Excessive / incorrect usage of dynamic variables is the second biggest performance killer in C++ programs. Dynamic variables created when new is called, either directly or indirectly when a STL container, smart pointer is created, entails a huge cost. A single call to the memory manager will translate to thousands of low level instructions.
Hence we should take care to not create dynamically allocated variables excessively in big loops or frequently called functions.
Why is dynamic memory allocation such a costly affair ?
When a call to new is made, the request for a new memory of the requested size is forwarded to the memory manager. The process of finding a free block will require the memory manager to traverse the free memory blocks in heap to find the size you are looking for. If the block of the required size is already available with it, the block is simply returned. If memory manager has a bigger block, the memory is split. The memory manager tries to merge the remaining of the split block with adjacent free blocks before returning with the requested block.

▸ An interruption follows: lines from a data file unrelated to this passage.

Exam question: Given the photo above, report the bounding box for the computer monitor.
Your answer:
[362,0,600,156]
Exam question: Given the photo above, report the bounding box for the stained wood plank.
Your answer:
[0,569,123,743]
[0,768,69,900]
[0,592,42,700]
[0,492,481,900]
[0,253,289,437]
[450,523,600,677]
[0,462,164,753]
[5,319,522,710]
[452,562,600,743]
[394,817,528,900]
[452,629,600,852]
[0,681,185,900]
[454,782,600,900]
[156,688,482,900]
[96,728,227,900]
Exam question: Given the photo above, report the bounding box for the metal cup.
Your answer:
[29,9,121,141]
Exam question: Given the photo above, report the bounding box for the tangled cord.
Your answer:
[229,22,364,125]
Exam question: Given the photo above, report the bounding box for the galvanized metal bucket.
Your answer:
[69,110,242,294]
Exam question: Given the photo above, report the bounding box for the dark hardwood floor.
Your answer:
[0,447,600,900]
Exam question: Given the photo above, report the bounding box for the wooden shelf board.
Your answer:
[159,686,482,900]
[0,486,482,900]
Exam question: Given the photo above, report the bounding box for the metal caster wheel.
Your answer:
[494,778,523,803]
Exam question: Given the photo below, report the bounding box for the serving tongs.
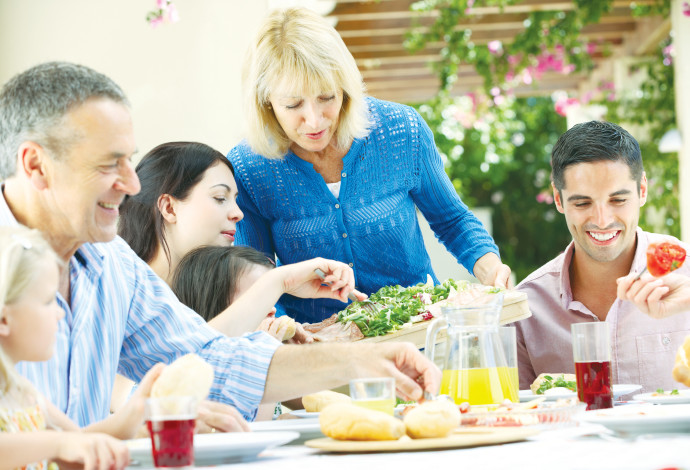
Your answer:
[314,268,381,314]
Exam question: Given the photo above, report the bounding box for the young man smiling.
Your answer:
[516,121,690,391]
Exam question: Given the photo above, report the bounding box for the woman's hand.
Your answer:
[55,432,129,470]
[272,258,366,302]
[196,400,249,433]
[616,273,690,318]
[473,253,513,289]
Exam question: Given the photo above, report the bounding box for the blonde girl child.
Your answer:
[0,226,161,470]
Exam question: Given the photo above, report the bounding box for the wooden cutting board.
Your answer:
[304,427,539,453]
[360,290,532,348]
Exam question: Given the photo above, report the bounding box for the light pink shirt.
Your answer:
[515,228,690,392]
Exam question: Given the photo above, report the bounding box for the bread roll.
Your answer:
[673,336,690,387]
[302,390,351,413]
[319,403,405,441]
[403,400,460,439]
[278,315,297,341]
[529,372,577,395]
[151,354,214,400]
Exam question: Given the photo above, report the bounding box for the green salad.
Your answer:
[338,279,501,336]
[535,375,577,395]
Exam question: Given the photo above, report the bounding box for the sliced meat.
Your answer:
[306,323,364,343]
[302,313,338,333]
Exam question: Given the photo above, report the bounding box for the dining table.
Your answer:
[131,423,690,470]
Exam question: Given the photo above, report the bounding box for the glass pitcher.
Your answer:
[425,293,518,405]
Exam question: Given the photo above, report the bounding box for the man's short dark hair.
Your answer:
[551,121,644,192]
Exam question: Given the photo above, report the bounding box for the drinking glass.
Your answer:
[146,397,197,470]
[570,321,613,410]
[350,377,395,415]
[498,326,520,403]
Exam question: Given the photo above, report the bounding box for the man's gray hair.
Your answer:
[0,62,129,181]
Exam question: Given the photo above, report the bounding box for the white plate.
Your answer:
[613,384,642,400]
[578,404,690,434]
[633,390,690,405]
[518,384,644,403]
[127,431,299,465]
[249,418,323,445]
[290,410,320,418]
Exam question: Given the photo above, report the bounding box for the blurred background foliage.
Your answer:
[407,0,680,282]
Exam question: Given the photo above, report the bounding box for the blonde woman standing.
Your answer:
[228,8,510,322]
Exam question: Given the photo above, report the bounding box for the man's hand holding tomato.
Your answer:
[616,242,690,318]
[647,242,686,277]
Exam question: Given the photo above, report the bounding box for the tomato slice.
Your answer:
[647,242,686,277]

But when the memory manager does not have a free block of requested or bigger size, the call to new becomes even more expensive because the memory manager then requests for more free memory from the system / OS. This call to the kernel is very very expensive, and moreover the memory returned by the kernel might not be in physical RAM, let alone the cache. So accessing dyanamically allocated memory variables for the first time can be slow. The first access brings the requested free memory from RAM to cache. But subsequent accesses should be relatively fast.

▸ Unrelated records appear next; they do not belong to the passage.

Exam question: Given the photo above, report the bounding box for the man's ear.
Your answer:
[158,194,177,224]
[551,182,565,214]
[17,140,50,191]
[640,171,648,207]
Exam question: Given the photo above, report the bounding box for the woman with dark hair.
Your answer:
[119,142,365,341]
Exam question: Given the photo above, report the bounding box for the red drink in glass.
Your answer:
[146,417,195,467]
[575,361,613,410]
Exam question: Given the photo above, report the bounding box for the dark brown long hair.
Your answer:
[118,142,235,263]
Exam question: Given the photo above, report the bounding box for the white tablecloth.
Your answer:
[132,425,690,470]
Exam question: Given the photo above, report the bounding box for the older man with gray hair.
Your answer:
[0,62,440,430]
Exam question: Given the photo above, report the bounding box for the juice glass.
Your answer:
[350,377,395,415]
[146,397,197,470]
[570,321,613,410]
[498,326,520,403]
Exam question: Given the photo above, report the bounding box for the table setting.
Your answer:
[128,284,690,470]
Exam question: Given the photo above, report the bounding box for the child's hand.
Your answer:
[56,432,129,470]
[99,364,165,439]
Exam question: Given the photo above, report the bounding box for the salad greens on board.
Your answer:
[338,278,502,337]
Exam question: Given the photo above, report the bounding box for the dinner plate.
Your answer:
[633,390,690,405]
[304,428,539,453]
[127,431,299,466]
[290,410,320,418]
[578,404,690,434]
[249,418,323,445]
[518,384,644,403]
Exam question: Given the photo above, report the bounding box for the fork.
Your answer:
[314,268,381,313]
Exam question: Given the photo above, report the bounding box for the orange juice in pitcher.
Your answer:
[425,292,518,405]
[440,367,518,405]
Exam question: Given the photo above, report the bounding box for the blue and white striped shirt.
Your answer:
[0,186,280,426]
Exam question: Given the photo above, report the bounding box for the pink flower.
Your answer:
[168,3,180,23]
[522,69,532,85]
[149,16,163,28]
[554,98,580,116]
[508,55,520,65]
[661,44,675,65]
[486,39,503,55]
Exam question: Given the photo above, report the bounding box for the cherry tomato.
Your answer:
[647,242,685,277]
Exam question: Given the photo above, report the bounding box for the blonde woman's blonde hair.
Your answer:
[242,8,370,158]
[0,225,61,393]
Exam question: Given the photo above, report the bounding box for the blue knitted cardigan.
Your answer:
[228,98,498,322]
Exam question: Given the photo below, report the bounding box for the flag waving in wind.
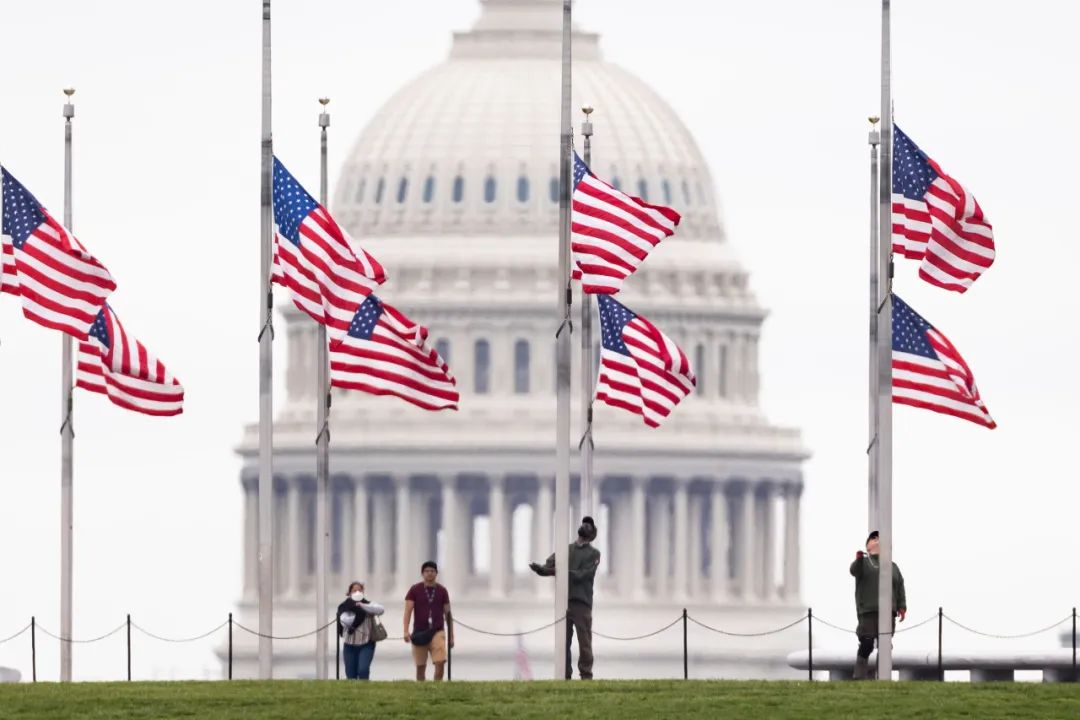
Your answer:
[0,168,117,339]
[570,153,680,295]
[330,295,458,410]
[76,305,184,416]
[892,295,997,429]
[892,125,994,293]
[273,158,387,340]
[596,295,698,427]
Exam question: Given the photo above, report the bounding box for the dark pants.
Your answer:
[566,600,593,680]
[342,642,375,680]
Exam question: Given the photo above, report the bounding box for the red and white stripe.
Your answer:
[329,302,459,410]
[0,207,117,339]
[892,160,995,293]
[76,308,184,416]
[272,205,387,340]
[570,173,680,295]
[892,321,997,427]
[596,315,698,427]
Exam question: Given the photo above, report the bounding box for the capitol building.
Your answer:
[234,0,808,679]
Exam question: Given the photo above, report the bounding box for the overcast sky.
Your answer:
[0,0,1080,678]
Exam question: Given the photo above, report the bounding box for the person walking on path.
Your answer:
[851,530,907,680]
[529,516,600,680]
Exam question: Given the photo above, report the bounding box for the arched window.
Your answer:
[435,338,450,363]
[473,340,491,395]
[514,340,529,395]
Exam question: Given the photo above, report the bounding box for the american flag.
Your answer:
[892,295,997,427]
[892,125,994,293]
[596,295,698,427]
[570,153,679,295]
[272,158,387,340]
[329,295,458,410]
[0,168,117,339]
[76,305,184,416]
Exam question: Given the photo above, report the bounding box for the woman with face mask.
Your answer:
[337,582,386,680]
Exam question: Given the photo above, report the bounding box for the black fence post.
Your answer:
[30,615,36,682]
[683,608,690,680]
[229,612,232,680]
[937,608,945,682]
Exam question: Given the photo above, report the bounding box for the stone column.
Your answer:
[487,475,511,598]
[784,483,802,602]
[672,478,690,600]
[708,483,729,602]
[649,490,672,598]
[393,475,410,595]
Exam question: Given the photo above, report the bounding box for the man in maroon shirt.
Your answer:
[404,560,454,681]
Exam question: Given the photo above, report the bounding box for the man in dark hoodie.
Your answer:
[851,530,907,680]
[529,516,600,680]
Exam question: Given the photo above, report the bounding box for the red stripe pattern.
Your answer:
[596,295,698,427]
[329,295,459,410]
[0,168,117,340]
[892,295,997,429]
[570,153,680,295]
[272,158,387,340]
[76,305,184,416]
[892,126,995,293]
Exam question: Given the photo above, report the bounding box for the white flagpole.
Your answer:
[60,87,75,682]
[554,0,573,680]
[258,0,273,680]
[315,97,330,680]
[866,116,881,532]
[877,0,893,681]
[579,105,596,515]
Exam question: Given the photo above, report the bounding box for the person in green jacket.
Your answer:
[529,515,600,680]
[851,530,907,680]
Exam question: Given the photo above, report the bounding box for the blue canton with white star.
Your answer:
[349,295,384,340]
[273,155,319,246]
[596,295,637,356]
[892,125,937,200]
[892,295,941,359]
[2,169,45,249]
[573,151,592,190]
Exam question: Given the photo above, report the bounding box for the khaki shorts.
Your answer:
[413,630,446,667]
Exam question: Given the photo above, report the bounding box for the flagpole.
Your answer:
[258,0,273,680]
[579,105,596,515]
[554,0,573,680]
[315,97,330,680]
[866,116,881,532]
[60,87,75,682]
[877,0,893,681]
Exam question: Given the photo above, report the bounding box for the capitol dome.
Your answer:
[238,0,807,679]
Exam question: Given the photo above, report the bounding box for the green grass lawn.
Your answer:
[0,680,1080,720]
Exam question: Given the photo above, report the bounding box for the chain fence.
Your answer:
[0,608,1077,682]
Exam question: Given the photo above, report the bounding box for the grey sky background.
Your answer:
[0,0,1080,679]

In a multi-threaded environment, where multiple threads are requesting for free memory, the call to memory manager becomes even more slower because there is only a single memory manager. So calls to memory manager is serialized to make it thread safe, and hence becomes a point of contention.

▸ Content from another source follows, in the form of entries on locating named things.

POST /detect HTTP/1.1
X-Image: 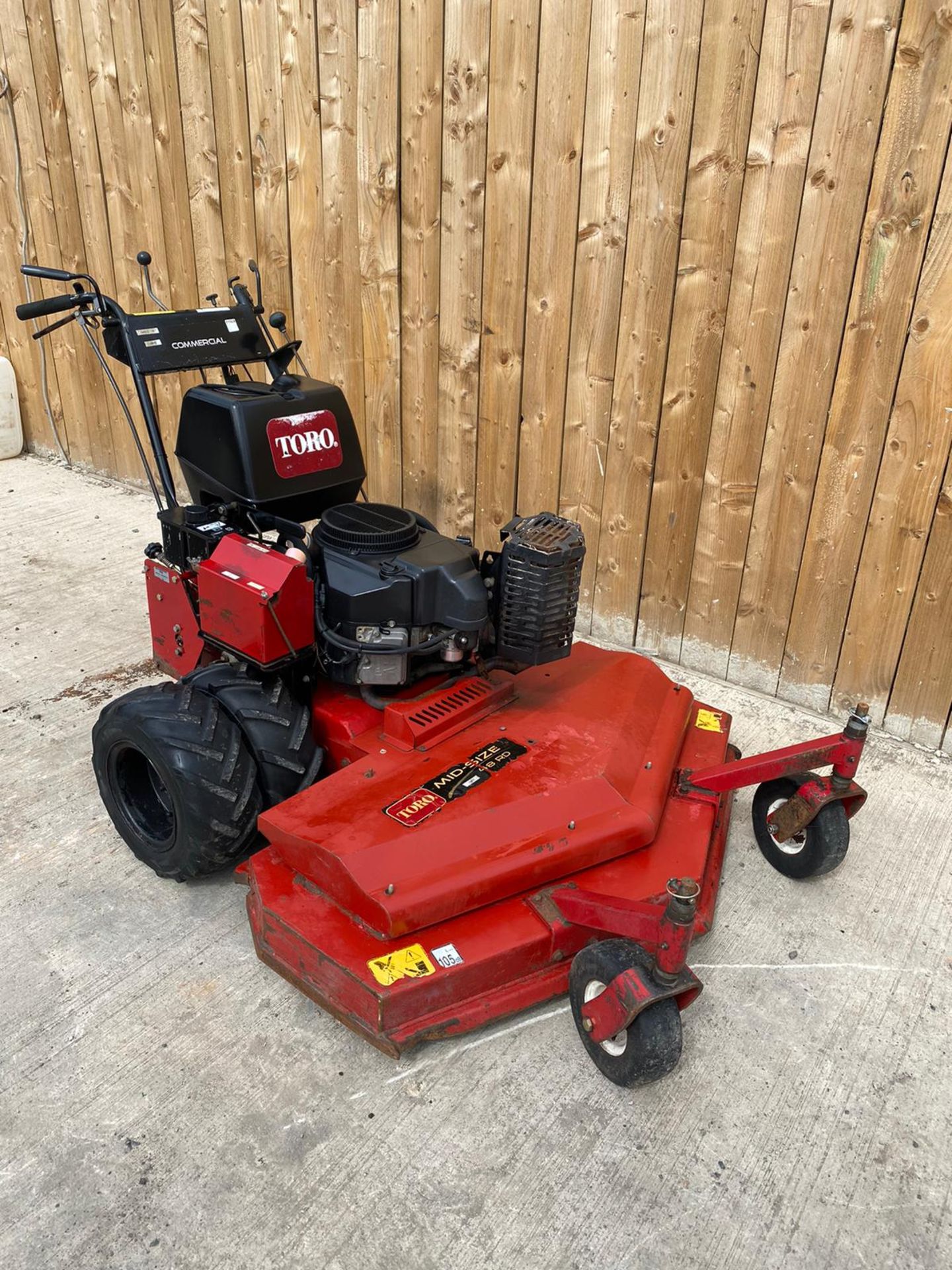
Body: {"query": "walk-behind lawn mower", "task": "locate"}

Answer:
[18,251,868,1086]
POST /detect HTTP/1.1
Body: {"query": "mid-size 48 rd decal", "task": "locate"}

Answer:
[383,740,527,829]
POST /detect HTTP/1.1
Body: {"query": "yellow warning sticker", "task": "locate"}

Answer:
[694,710,723,732]
[367,944,436,988]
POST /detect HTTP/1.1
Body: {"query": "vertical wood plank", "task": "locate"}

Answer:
[833,140,952,724]
[559,0,645,630]
[589,0,703,644]
[729,0,901,693]
[357,0,403,504]
[636,0,764,660]
[436,0,490,537]
[779,0,952,710]
[516,0,592,512]
[204,0,257,283]
[239,0,294,314]
[0,0,74,457]
[886,462,952,747]
[80,0,145,311]
[173,0,227,296]
[400,0,443,519]
[52,0,142,480]
[139,0,198,309]
[109,0,182,462]
[280,0,331,377]
[38,0,124,474]
[316,0,367,453]
[475,0,539,548]
[682,0,830,677]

Now for the second part i.e freeing the dynamic variables. When a call to free is made, the memory manager tries to free the memory. It throws an error, when attempt is made to free memory which is not actually present ( happens in scenarios like double free etc). But when the free request is valid, the block is freed and is attempted to be merged with adjacent free blocks.
Calling free in a multi-threaded environment runs into the same issues as that of calling new in multi-threaded environment
Steps to optimize the dynamic memory usage
Here are a few steps how we can better use our heap memory -
1. Reduce usage of dynamically allocated variables - Not all objects need to be created on the heap. There are many instances where we can instead create the objects on stack or static memory area.
2. Use better data structures - Many STL containers like std::vector, std::deque use free memory. We can use statically allocated structures like std::array, an array implementation of linked list and trees, wherever they are sufficient for the required use case.
3. shared_ptr usage - For the creation of shared_ptr, prefer using the convenience function std::make_shared instead of using new. When make_shared is called, a single allocation call is made with the request size being equal to the size of object plus the size of control block. When new is called, there are two separate calls to the memory manager, one for the object itself and the second call for control block.
4. Do not use shared_ptr when not required - Prefer using unique_ptr when ownership is not shared. This is because unique_ptr is faster and lighter.
5. Prevent multiple allocations when using STL - Illustrating with an example, when a vector is first created without initializing it, like this -
std::vector<int> vc;
vc is created with a capacity of 0. When we make the first push, a new memory location of a certain size, let's say 2, is allocated( actually the initial size depends on compiler and machine). As we progress in the program and we keep pushing elements into the vector, there comes a point where we reach our capacity i.e vector's size becomes equal to vector's capacity. At the next push operation on this vector, a new call is made to the memory manager with the request size of current_capacity * 2 (this factor of 2 is actually not fixed but differs from implementation to implementation), thus increasing it's capacity. In the next step, the elements are copied from the old heap location to the new heap location. And the new element is then appended. In the final step, the old heap space is de-allocated i.e freed. As more elements are pushed, there might be more allocations and de-allocations. Hence we now end up with additional calls to memory manager which we intend to avoid, wherever we can.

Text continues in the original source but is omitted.